An Illinois university has decided to increase faculty numbers in their Africana Studies department, a move that officials said will help students prepare for cross-cultural society after graduation.
Southern Illinois University officials plan to double the program's core faculty members from three to six, the Southern Illinoisan reported.
Chancellor Austin Lane said the viability of the program is as important now as it’s ever been.
“When we talk about research related to social justice, racial discrimination, systematic racism — these are also scholars that we’re hiring,” Lane said. “And they’re going to have an expertise in those areas and be able to help the campus as we continue to focus on diversity and inclusion activities.”
Lane said they want students to leave “ having some capstone experience as it relates to diversity and inclusion.”
Leonard Gadzekpo, the department’s interim chair for the past five years, said the university's plan is good news.
“For decades, we’ve not had any new faculty hires,” Gadzekpo said.
Gadzekpo said the department depends on faculty from other departments, including history and art teachers, to teach classes. He added that they still need seven to 10 core faculty members to operate up to standards, according to recent program reviews.

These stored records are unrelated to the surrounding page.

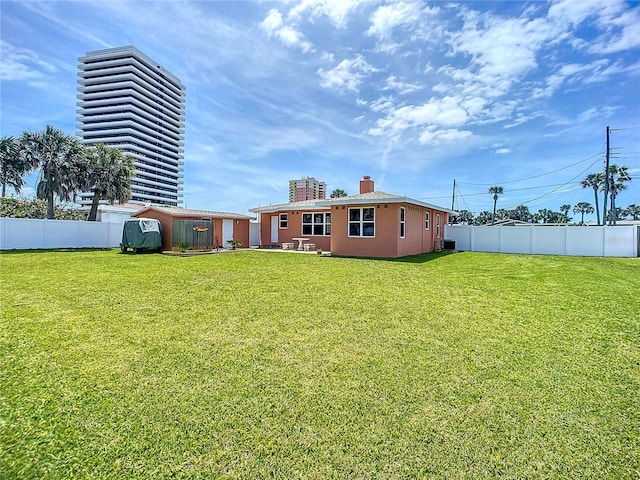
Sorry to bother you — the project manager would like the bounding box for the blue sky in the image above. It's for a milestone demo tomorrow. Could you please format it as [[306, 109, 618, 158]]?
[[0, 0, 640, 219]]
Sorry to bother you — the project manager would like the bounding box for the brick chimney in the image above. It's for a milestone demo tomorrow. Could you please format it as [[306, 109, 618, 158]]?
[[360, 175, 374, 193]]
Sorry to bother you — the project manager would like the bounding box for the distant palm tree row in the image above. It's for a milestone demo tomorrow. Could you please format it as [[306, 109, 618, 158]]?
[[452, 165, 640, 225], [0, 125, 135, 221]]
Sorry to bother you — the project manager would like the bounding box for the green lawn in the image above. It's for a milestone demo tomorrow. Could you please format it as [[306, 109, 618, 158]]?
[[0, 250, 640, 479]]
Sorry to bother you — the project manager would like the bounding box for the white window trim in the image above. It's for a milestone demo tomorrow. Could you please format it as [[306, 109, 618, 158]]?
[[347, 206, 376, 238]]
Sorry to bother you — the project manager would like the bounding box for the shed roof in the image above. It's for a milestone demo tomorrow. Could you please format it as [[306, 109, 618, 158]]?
[[133, 207, 255, 220]]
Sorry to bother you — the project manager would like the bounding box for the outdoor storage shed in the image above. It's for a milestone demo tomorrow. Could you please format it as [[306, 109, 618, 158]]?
[[132, 207, 254, 250], [120, 218, 162, 253]]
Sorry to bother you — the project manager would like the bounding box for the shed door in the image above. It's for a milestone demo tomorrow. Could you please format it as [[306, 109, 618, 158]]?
[[271, 215, 279, 243], [222, 218, 233, 248]]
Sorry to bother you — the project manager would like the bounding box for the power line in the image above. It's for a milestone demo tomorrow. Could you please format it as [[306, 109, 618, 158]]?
[[457, 150, 604, 186]]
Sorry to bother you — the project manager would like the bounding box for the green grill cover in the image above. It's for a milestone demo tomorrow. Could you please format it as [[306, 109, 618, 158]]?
[[122, 218, 162, 250]]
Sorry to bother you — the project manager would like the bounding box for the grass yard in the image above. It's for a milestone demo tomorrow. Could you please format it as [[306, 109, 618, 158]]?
[[0, 250, 640, 479]]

The department, founded in 1968, was originally called Black American Studies. The program is dedicated to the study of history and cultural traditions of African peoples, according to the department’s website.

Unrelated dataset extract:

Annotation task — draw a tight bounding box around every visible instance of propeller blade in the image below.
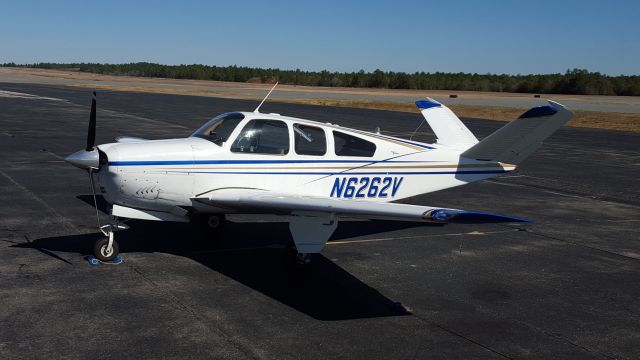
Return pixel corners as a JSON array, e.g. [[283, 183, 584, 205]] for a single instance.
[[86, 91, 96, 151]]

Before 2010, Africana Studies was only offered as a minor. There were plans to return the program to its minor-only status, but that didn't happen.
Father Joseph Brown, a longtime Africana Studies professor, said he’s been asking for additional hires for more than a decade.
“In our department, the three core faculty, the median age is 70. Do the math. So this initiative is a blessing on every possible level," Brown said.
The goal is to have the new hires in place by next fall, Provost Meera Komarraju said.